Buzzfeed tactics for SaaS companies

We all want shares on our content, but most of us don't have the reach and following that Buzzfeed does.

Start small and build it up. One piece of content can be shared in multiple ways, as Dan explains.

Top tips for creating a growth strategy #

A powerful growth strategy is never the same as another. It’s also never a rinse and repeat process for big or small businesses. Growth strategies need tailoring to business needs and niche, they need to adapt with time and technology. 

However, there are some tips for creating a growth plan that should come into play no matter your business model, or growth trajectory you’re shooting for. Thread these tips into your product launch roadmap or new business plan. 

1. Learn from your competition

Your competition is called competition for a reason, they’re doing something right. Identify what their special sauce is—then recreate it with better, organic ingredients.

2. Identify revenue opportunities 

Growth is great, but business growth needs to be revenue centered. If you’re not growing financially, then your business model is not sustainable.
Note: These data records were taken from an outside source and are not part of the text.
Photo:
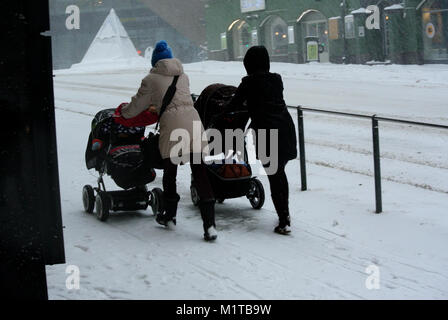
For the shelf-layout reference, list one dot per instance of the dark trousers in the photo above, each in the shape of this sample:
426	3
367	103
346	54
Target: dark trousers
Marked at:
280	192
199	175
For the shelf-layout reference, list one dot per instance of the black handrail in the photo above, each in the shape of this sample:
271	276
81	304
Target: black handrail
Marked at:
375	138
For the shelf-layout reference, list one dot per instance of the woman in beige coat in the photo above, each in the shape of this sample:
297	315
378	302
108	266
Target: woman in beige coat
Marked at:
179	114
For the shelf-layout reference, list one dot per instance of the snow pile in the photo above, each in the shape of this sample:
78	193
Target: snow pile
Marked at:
111	47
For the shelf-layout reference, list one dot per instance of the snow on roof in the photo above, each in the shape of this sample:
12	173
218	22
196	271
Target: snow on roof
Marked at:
111	42
395	7
361	10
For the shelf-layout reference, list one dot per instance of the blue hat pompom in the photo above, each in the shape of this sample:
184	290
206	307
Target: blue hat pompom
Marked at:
161	51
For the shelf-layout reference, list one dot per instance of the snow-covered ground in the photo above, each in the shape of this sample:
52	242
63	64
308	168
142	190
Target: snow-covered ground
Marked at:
336	234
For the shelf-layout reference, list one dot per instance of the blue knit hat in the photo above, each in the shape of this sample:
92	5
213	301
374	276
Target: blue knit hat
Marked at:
161	51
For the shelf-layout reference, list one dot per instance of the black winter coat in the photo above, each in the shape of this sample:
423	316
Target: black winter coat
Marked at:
262	95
Lockdown where you can generate revenue and target your growth in that direction. 

3. Stay true to your mission 

It can be easy for businesses to chase goals and metrics and lose sight of why they started in the first place. Any growth strategy should encompass your larger mission and vision. 

4. Invest in smart minds 

Invest time and financial resources in finding smart minds that are right for your business and growth goals. Look for people who have worked in cross-functional teams before who can drive forward your growth strategies.

5. Lead with ideas first 

Don’t be limited by your resources or financial position. Great ideas start on paper, engineering how they come to life is the second step. Test ideas in-product with microsurveys so you can get an on-the-pulse feeling about what users want, or use a fake door test to gauge how people would react to new features.

Start with zero limitations and get scrappy with how you make an idea breathe, perhaps they don’t need as much financial support as you originally thought.  

6. Identify your ideal customer 

Your ideal customer is not an ethnicity, a gender, or sitting in one geographical location. Identify your ideal customer through their problem and the solution they’re looking for—this will better help you identify market growth and penetration strategies.

7. Use the data you have

Data is such an important currency. Use the data you have to help make smart growth decisions. Never underestimate a data bank going on its size—no matter how big or small your audience is, any insight is better than none. 

Final wrap up

Growth planning for any business needs to be structured, goal orientated, and mission-driven. Some of the leading examples in business growth have been successful because they’ve stayed on track, and have adapted—when necessary—with the same end-goal in mind.

When you’re creating a growth strategy for your business, let those top performers that came before you be a benchmark for internal KPIs. 

Don’t shy away from new technology or talent to help you get from point A to B as efficiently as possible. 

Use your growth process as a chance to cherish and champion every opportunity or challenge that comes along the way and always put your product at the heart of it all.